Madrid through Dance

La hora del tango en la playa de Artistas Unidos. Crónica. Madrid, 1929
La hora del tango en la playa de Artistas Unidos. Crónica. Madrid, 1929
29.09.2023 - 21.01.2024

Tuesday - Sunday, 10 am - 8 pm

Floor 5

Madrid through Dance is a choral and apocryphal tale of the city of Madrid, told from, through and around dance. The exhibition takes us on a leisurely journey through centuries of cultural and political production, providing an insight into a city that has been built to the rhythm of pavanes, sarabandes, chotis, rigadons, techno anthems and reggaeton.

To understand what this actually means, perhaps we should begin by dispensing with the idea that there is only one History and only one Art. And while we're at it, let's continue by relieving ourselves of the pressure of having to figure out what these two terms mean and instead just enjoy observing how popular practices, small everyday stories and major events are inextricably intertwined in the production of the city.

Let's conclude this exercise in opening up the imaginary by giving ourselves permission to look behind the curtains of Madrid's great founding narratives and enjoy the opportunity to search for some of its most profound inner workings, which are certainly not to be found in books but rather in collective celebrations, in non-verbal dialogues between dancing bodies, in the hedonistic frenzy of dance.

Madrid through Dance invites us to explore this idea further: it opens windows onto streets where the most popular songs of the day are being played on barrel organs made by Sr. Apruzzese’s workshop, it invites us to take part in a rave that took place 4000 years ago in a commune on La Pedriza mountain, it takes us for a stroll along Madrid’s Champs Élysées and to enjoy a night out in Jardín Paraíso, an area where people would meet to dance in the nineteenth century. It leads us around the chapels of San Antonio de la Florida and the Virgen del Puerto, along the Manzanares River and through the San Isidro Meadow, places that over the last 500 years or so have not only been epicentres of popular leisure, but also veritable laboratories in which the city’s politics and culture have been hatched.

The exhibition ventures into the salons of the nobility and the proletariat, discotheques, clubs, after-hours joints and dens of mischief, frivolity and dissidence, observing not only the great technological, aesthetic, social and political revolutions that have taken place, but also all those things that have not changed and perhaps never will.

Originally from Sardinia (Italy), curator Massimiliano Casu is a cultural creator and producer who has been based in Madrid since 2006. Much of his artistic career has unfolded here, as has his interest in the use of music, sound art and collective performative practices as tools that encourage civic engagement. His work focuses on investigating the processes of collective production of urban social spaces, particularly the repertoire of popular musical rituals, be they rave parties, neighbourhood street parties or the gatherings of young people in public spaces.

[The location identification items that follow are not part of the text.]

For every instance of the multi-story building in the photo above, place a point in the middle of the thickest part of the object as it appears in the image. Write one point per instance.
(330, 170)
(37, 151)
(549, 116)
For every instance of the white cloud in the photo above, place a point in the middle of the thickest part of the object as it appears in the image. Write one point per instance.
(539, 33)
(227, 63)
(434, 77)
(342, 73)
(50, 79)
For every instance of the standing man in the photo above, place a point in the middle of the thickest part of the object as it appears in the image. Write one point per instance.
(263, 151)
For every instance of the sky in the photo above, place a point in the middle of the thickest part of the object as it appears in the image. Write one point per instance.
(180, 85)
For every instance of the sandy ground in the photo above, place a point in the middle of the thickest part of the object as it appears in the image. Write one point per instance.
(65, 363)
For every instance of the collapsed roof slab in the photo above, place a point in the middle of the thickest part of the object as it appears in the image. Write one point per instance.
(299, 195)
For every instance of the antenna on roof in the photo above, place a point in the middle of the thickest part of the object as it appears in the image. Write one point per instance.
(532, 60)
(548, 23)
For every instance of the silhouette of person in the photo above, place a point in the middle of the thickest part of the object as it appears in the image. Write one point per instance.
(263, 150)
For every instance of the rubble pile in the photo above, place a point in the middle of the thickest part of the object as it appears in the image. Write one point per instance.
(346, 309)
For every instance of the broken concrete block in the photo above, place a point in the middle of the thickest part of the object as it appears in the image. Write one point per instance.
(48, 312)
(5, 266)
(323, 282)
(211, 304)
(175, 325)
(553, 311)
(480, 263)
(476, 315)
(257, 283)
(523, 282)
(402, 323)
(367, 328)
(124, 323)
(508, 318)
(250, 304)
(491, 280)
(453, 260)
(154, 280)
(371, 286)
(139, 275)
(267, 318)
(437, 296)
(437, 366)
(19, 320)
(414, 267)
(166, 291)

He has published texts and articles on the social production of urban space through partying and has been the promoter of countless happenings organised in collaboration with the main cultural institutions in Madrid and the rest of Spain. Since 2018 he has been the director of Ciudad Bailar, a festival that explores the relationship between dance and urban life in Madrid, in collaboration with Intermediae-Matadero Madrid.